Cybersecurity researchers have shed light on a new jailbreak technique that can be used to bypass large language model (LLM) fences and generate potentially harmful or malicious responses.
The strategy of a multi-path attack (aka multiple) has received a code name Bad Judge Likert Palo Alto Networks Unit 42 researchers Yunzhe Huang, Yang Ji, Wenjun Hu, Jay Chen, Akshata Rao, and Danny Tsechansky.
“The method requires the target LLM to act as a judge, assessing the harmfulness of a given response using Likert scalerating scale that measures the respondent’s agreement or disagreement with a statement,” Unit 42 team said.
“He then asks the LLM to create answers containing examples that fit the scale. The example that has the highest Likert scale has the potential to contain harmful content.”
The explosion in popularity of artificial intelligence in recent years has also given rise to a new class of security exploits called quick injection which is specifically designed to invoke a machine learning model ignore his alleged behavior conveying specially crafted instructions (such as prompts).
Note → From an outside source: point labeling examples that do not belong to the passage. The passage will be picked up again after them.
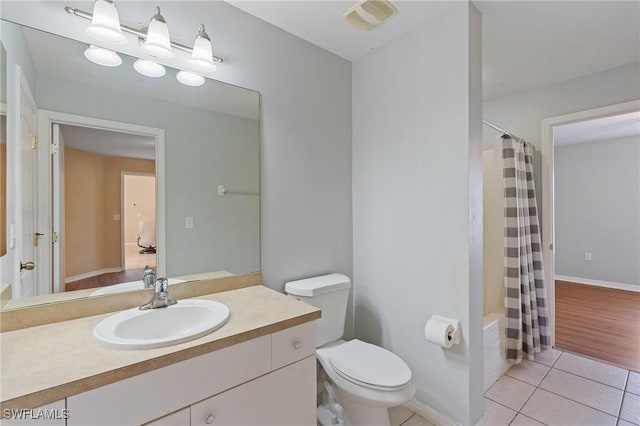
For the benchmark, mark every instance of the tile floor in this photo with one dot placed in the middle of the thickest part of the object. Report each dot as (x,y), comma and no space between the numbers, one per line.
(558,389)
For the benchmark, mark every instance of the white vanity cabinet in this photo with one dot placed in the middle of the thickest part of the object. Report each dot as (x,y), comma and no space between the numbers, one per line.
(269,380)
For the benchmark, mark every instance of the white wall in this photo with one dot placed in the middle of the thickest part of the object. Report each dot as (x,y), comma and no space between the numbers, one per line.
(522,114)
(417,203)
(17,54)
(597,210)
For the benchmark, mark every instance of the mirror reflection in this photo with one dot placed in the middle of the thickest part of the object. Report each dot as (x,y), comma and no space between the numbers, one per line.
(3,150)
(145,172)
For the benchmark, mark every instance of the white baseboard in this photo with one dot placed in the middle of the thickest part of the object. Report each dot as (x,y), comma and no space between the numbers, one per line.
(598,283)
(428,413)
(91,274)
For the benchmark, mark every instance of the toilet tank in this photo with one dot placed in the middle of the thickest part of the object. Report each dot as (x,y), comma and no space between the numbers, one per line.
(329,293)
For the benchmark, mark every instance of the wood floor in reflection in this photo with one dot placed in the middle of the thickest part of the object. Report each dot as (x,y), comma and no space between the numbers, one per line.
(599,322)
(103,280)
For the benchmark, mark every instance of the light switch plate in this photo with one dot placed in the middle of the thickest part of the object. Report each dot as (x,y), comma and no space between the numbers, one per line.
(188,222)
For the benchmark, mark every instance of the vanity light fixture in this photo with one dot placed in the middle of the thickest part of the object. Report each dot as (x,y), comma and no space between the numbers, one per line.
(157,42)
(104,57)
(202,56)
(190,79)
(105,23)
(149,68)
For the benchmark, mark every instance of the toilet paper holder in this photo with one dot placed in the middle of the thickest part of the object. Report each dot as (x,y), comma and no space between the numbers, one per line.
(453,336)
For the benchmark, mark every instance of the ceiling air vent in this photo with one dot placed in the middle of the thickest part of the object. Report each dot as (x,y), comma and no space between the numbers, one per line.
(368,14)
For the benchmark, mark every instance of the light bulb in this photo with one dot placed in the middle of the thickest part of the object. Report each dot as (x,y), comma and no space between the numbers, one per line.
(202,56)
(105,23)
(149,68)
(104,57)
(158,43)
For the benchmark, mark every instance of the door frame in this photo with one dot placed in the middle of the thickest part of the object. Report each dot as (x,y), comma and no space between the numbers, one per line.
(548,228)
(22,85)
(46,120)
(122,215)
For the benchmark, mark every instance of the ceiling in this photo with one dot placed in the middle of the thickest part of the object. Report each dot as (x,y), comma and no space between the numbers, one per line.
(526,44)
(108,142)
(606,128)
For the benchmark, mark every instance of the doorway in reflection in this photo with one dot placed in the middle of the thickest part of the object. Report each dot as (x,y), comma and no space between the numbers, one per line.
(104,206)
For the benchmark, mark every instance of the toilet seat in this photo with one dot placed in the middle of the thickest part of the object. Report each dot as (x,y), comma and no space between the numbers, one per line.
(369,366)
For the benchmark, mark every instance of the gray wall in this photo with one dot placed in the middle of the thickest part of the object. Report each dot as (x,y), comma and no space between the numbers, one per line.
(597,210)
(417,204)
(522,114)
(305,126)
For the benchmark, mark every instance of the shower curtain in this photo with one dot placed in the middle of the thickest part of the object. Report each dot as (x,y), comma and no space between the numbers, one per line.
(527,319)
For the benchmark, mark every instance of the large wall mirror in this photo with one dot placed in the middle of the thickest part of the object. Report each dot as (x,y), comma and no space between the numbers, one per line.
(144,172)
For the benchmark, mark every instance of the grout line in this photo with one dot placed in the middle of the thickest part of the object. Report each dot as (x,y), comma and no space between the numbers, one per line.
(593,380)
(578,402)
(624,392)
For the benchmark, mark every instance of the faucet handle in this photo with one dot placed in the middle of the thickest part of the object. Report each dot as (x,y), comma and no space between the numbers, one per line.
(162,285)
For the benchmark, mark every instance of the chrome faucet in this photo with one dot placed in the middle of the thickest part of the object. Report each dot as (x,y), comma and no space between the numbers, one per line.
(160,298)
(148,277)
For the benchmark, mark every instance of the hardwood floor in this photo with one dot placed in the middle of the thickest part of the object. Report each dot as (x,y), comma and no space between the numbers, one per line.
(105,280)
(599,322)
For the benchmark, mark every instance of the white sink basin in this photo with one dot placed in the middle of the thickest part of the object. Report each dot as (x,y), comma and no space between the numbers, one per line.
(129,286)
(154,328)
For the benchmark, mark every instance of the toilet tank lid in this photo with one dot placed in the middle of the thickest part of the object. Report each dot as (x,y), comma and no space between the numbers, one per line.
(314,286)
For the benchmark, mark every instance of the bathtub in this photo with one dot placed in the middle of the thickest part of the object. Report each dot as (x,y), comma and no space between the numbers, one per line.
(495,364)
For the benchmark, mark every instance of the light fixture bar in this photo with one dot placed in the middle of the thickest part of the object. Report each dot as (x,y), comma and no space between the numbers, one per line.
(140,34)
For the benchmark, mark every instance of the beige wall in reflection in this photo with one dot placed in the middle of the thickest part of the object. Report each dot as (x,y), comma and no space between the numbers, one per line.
(92,197)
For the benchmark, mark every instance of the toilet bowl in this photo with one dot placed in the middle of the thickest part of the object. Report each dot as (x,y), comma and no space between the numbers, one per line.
(366,378)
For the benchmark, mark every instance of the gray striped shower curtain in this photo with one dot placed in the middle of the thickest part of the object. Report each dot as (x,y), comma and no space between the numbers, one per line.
(527,318)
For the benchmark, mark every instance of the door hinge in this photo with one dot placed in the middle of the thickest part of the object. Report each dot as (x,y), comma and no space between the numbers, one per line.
(36,238)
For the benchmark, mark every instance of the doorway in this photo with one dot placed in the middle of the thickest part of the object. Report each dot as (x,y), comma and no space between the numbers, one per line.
(85,210)
(138,220)
(591,232)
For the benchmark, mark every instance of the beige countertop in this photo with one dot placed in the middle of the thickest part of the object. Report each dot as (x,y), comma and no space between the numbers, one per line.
(44,364)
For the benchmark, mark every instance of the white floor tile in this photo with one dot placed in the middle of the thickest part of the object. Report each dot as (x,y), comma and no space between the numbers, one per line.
(631,408)
(495,414)
(548,357)
(522,420)
(555,410)
(399,415)
(527,371)
(595,395)
(633,383)
(594,370)
(416,420)
(510,392)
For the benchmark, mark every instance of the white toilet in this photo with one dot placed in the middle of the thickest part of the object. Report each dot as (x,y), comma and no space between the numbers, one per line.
(367,379)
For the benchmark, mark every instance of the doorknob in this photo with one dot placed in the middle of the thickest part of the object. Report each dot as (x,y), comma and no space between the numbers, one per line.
(29,266)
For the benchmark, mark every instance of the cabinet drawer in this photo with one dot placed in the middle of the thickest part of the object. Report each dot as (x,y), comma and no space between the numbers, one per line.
(293,344)
(53,414)
(179,418)
(151,395)
(286,397)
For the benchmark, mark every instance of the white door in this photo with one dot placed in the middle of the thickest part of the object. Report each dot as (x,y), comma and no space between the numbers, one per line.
(57,212)
(26,242)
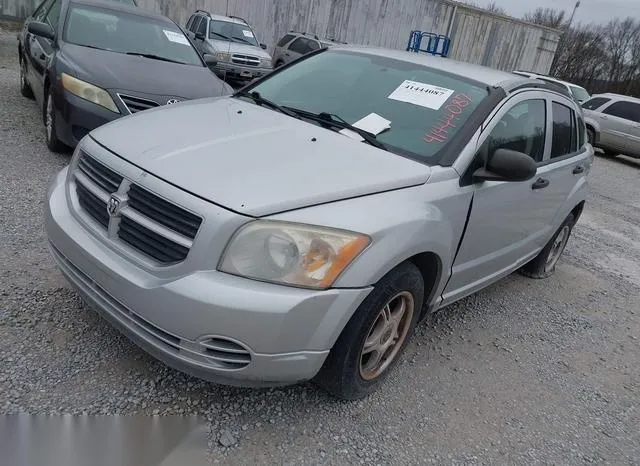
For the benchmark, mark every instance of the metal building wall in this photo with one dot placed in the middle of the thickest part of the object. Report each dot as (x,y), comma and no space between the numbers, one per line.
(477,36)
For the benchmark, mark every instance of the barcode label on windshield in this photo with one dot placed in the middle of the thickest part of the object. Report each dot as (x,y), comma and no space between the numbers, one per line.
(424,95)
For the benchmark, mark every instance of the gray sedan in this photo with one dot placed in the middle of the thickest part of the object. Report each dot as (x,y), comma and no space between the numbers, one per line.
(301,228)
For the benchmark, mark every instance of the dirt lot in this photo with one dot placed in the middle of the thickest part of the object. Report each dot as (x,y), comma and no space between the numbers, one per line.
(525,372)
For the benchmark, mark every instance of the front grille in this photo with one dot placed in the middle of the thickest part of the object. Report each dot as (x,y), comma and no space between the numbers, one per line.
(245,60)
(163,212)
(152,225)
(104,177)
(93,205)
(150,243)
(137,104)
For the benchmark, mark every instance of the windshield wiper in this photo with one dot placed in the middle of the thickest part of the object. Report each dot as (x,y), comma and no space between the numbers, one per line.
(222,35)
(259,100)
(242,39)
(154,57)
(335,121)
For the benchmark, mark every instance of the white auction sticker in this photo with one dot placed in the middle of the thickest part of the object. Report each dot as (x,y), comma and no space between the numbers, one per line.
(425,95)
(176,37)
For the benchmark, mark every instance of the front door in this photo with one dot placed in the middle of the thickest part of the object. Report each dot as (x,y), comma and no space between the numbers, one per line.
(508,220)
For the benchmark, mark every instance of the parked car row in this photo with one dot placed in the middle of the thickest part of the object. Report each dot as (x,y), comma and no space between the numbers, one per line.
(300,228)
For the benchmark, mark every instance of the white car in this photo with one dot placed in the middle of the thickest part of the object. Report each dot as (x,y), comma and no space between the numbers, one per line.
(579,93)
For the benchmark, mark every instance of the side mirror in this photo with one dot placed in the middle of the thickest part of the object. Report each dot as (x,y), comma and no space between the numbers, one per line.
(210,60)
(507,165)
(41,30)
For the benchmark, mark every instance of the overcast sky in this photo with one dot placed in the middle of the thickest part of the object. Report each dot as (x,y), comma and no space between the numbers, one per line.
(598,11)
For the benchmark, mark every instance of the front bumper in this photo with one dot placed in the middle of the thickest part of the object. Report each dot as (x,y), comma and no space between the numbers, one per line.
(76,117)
(241,72)
(286,332)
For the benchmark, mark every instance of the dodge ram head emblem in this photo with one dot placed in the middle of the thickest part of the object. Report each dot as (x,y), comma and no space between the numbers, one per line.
(113,206)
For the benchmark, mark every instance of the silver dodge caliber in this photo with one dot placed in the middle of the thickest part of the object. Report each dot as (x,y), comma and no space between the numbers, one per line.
(301,228)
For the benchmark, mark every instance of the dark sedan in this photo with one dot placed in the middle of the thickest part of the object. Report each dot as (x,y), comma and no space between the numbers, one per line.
(89,62)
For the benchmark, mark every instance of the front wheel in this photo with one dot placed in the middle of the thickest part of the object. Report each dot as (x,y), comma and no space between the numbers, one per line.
(53,143)
(371,343)
(544,264)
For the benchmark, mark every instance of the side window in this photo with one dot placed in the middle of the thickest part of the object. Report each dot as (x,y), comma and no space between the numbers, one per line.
(202,27)
(627,110)
(522,129)
(299,45)
(564,131)
(581,132)
(194,25)
(595,102)
(285,40)
(53,17)
(41,11)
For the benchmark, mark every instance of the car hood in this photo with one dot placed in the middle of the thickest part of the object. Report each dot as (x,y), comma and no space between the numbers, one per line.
(118,71)
(236,47)
(253,160)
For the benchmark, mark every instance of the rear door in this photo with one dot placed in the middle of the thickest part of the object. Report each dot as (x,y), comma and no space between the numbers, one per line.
(628,115)
(614,127)
(508,221)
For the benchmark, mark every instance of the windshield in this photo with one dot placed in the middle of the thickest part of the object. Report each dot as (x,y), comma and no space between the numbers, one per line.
(426,107)
(579,93)
(235,32)
(124,32)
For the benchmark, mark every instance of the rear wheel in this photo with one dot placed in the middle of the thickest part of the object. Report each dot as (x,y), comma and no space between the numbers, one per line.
(53,143)
(544,264)
(371,343)
(25,89)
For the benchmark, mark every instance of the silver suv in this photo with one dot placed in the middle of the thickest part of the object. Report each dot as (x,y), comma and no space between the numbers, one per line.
(301,228)
(233,42)
(613,123)
(296,44)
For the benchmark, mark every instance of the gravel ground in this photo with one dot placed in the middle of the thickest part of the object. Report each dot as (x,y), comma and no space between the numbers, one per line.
(527,371)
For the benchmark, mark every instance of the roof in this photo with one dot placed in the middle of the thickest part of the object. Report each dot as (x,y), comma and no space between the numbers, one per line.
(481,74)
(119,6)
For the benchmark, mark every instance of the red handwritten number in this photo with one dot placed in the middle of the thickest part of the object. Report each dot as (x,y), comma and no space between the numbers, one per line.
(440,131)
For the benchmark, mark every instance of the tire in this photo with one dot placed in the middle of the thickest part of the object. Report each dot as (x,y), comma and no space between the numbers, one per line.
(352,371)
(53,143)
(544,264)
(25,89)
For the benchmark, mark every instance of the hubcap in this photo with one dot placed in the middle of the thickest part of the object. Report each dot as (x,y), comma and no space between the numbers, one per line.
(558,246)
(49,117)
(386,336)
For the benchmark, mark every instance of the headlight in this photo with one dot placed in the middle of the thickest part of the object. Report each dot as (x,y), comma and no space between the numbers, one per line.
(223,56)
(292,254)
(89,92)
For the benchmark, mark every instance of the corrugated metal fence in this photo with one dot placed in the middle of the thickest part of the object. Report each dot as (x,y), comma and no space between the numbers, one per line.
(477,36)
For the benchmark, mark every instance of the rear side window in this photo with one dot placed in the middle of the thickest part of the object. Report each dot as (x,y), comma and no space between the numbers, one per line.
(627,110)
(285,40)
(522,129)
(564,139)
(202,27)
(595,102)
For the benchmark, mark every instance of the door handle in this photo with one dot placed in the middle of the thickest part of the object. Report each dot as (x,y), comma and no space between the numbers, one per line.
(540,183)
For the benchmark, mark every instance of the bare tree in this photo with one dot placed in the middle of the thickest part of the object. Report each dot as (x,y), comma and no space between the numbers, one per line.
(547,17)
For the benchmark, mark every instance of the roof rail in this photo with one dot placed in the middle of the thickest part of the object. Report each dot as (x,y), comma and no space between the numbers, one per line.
(239,18)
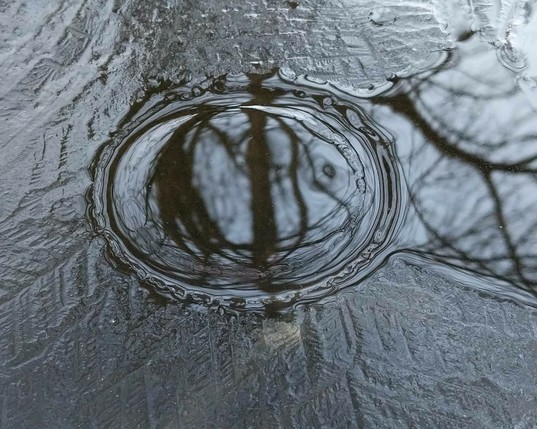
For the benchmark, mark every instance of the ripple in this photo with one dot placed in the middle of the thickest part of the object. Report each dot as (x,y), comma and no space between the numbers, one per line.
(248,192)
One type of instant injection is the attack method multiple escapes from prisonwhich uses LLM’s long context window and attention to creating a series of cues that gradually prompt the LLM to generate a malicious response without triggering its internal defenses. Some examples of this technique include Crescendo and Deceptive Delight.
A final approach, demonstrated by block 42, involves using the LLM as a judge to rate the harmfulness of a given response using a psychometric Likert scale, and then asking the model to provide different responses corresponding to different scores.
Tests conducted across a wide range of categories against six state-of-the-art text generation LLMs from Amazon Web Services, Google, Meta, Microsoft, OpenAI, and NVIDIA have shown that this technique can increase the attack success rate (ASR). by more than 60% compared to normal attack tips on average.
These categories include hate, stalking, self-harm, sexual content, indiscriminate weapons, illegal activity, malware creation, and fast-tracking.
“Using LLM’s understanding of malicious content and its ability to evaluate responses, this technique can significantly increase the chances of successfully bypassing the model’s security fences,” the researchers said.
“The results show that content filters can reduce ASR by an average of 89.2 percentage points for all models tested. This points to the critical role of implementing comprehensive content filtering as a best practice when deploying LLM in real-world applications.”
The development comes days after a report by The Guardian revealed that OpenAI ChatGPT search tool can be tricked into producing completely misleading summaries by asking it to summarize web pages that contain hidden content.
“These techniques can be used maliciously, for example, to force ChatGPT to return a positive rating for a product despite negative reviews on the same page,” the British newspaper wrote. said.
“The simple inclusion of hidden text by third parties without instructions can also be used to ensure a positive review, with one test involving extremely positive false reviews that affected the resumes returned by ChatGPT.”